I recently spoke to a recruiter at Skyscanner, and he mentioned that they have also adopted a similar model to Spotify. He called the model "Squads and tribes".
I work for Skyscanner, and can confirm this. It's a very effective model for managing a business this size, and IMHO fosters innovation within the business. Very basic description of the model as it is at Skyscanner:
Tribes - High level products (hotels, flights, car hire)
Chapters - "Departments"; areas of expertise (data acquisition, front end)
Squads - Autonomous project units (New features, development of an existing feature)
Guilds - Informal interest groups (Linux, Python, agile development)

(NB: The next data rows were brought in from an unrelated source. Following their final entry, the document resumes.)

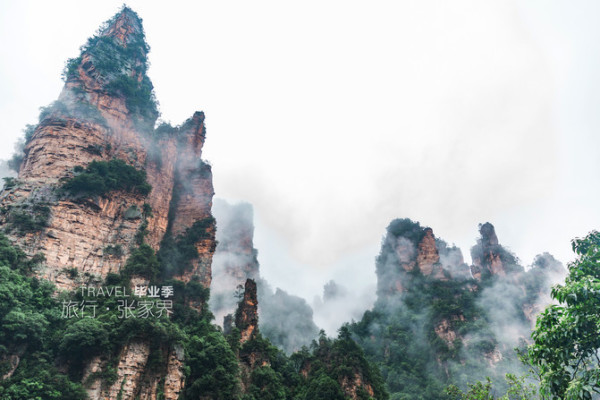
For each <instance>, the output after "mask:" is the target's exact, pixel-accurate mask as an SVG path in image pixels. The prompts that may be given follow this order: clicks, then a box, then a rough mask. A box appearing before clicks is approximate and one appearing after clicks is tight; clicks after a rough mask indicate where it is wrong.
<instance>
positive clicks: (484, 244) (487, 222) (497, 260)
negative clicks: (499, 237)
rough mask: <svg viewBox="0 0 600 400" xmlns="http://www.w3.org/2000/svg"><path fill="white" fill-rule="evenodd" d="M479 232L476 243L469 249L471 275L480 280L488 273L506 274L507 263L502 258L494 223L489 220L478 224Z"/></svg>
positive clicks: (500, 250) (509, 261)
mask: <svg viewBox="0 0 600 400" xmlns="http://www.w3.org/2000/svg"><path fill="white" fill-rule="evenodd" d="M479 233H480V234H481V237H480V238H479V239H478V240H477V245H475V246H474V247H473V248H472V249H471V257H472V259H473V266H472V267H471V272H472V274H473V277H474V278H475V279H477V280H481V279H482V277H485V276H490V275H496V276H506V273H507V265H506V262H505V261H504V260H503V259H502V258H503V257H502V252H503V248H502V246H500V245H499V243H498V237H497V236H496V231H495V229H494V225H492V224H490V223H489V222H486V223H485V224H482V225H480V227H479ZM509 263H510V261H509Z"/></svg>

Everyone is in a Tribe and a Chapter relating to their "department", and area of expertise; Squads are formed to work on projects, then disbanded once the project is finished; anyone can join and participate in Guilds, which serve as interest/support groups for technologies/strategies/methodologies.
Edit: Corrected my brainfart. Thanks ssabev! Can't believe I did it twice...
That's a good question. I think about it as a way to distinguish from e.g. departments, projects etc and set the connotation that these are different things. If you use them to mean a 1:1 mapping to e.g. projects, then it falls apart. The terms aren't important per se.
In other words – you can't make a race horse by painting a pig brown.
Cool to hear our model is getting adopted. A big difference here is that chapters at Spotify aren't departments, they are usually fairly small (5-10 people), and that squads are long lived, rather than project focused.
Never worked at Spotify but they seem very innovative (and they already let me rock out for eight hours everyday), so hey, nothing to bad say on my end.